On Wednesday, writing for The Washington Post, columnist Karen Tumulty examined the way presidents have been influenced by their fathers — and how the "father-son psychodrama" that President Donald Trump experienced, according to Mary Trump's tell-all book, is no exception.
"In her telling, Donald Trump’s character was warped by a desperate desire to win the nearly unattainable approval of his father, Fred Trump Sr. Nothing, including lying or cheating, was considered out of bounds. Mary Trump claims Donald Trump even enlisted a smarter kid to take his SATs for him," wrote Tumulty. "All of which Mary Trump lays at the feet of her grandfather. 'By limiting Donald’s access to his own feelings and rendering many of them unacceptable, Fred perverted his son’s perception of the world and damaged his ability to live in it,' she wrote."
Presidents, she wrote, can often be understood through the prism of how their fathers treated them.

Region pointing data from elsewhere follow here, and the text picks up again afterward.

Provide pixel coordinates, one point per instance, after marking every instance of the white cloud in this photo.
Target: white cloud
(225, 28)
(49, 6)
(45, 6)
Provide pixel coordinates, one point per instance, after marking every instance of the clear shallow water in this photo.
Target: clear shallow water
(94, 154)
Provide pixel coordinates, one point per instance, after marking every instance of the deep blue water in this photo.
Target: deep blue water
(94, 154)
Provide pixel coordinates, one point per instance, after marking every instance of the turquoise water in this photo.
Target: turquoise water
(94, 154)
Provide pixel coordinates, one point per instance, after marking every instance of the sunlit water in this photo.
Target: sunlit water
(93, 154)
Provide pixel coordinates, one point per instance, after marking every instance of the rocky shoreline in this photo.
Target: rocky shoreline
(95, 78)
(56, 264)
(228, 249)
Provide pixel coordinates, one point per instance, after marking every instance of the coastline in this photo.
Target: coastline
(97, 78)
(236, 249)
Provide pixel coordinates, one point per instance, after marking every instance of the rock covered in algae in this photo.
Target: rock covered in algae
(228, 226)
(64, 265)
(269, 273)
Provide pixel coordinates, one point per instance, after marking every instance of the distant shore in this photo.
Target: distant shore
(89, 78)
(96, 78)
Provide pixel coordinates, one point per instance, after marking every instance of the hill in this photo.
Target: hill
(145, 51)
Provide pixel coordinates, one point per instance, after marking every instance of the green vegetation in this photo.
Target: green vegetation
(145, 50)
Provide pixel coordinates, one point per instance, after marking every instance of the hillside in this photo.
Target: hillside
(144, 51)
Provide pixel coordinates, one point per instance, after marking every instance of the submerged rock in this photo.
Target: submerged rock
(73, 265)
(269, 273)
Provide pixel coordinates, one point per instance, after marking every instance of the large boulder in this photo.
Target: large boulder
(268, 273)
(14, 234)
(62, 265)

George W. Bush, for example, revered his father and did everything in his power to make him proud — to the point that some wondered whether the Iraq war was motivated by revenge for Saddam Hussein's threat against his father. Bill Clinton's ambition and reckless personal behavior, she argued, can be explained by losing his father in a car accident three months before he was born, and understanding he needed to seize life opportunities as they came. Barack Obama, in "Dreams from my Father," explained how the absence of his father fueled his self-discovery. And Ronald Reagan was influenced by how his father's alcoholism forced him to take responsibility from a young age.

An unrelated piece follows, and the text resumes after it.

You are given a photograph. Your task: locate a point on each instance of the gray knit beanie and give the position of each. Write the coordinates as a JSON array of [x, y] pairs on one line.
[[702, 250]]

"What Mary Trump offers in her book, which is a bestseller even before its release, is not so much a revelation about Trump as an explanation," concluded Tumulty. "The heartlessness she claims was drilled into him as a young man by his father is consistent with what we see every day. So no matter how hard the president tries to deny what she has written (White House press secretary Kayleigh McEnany characterized it as 'a book of falsehoods'), readers will likely see its fundamental truth."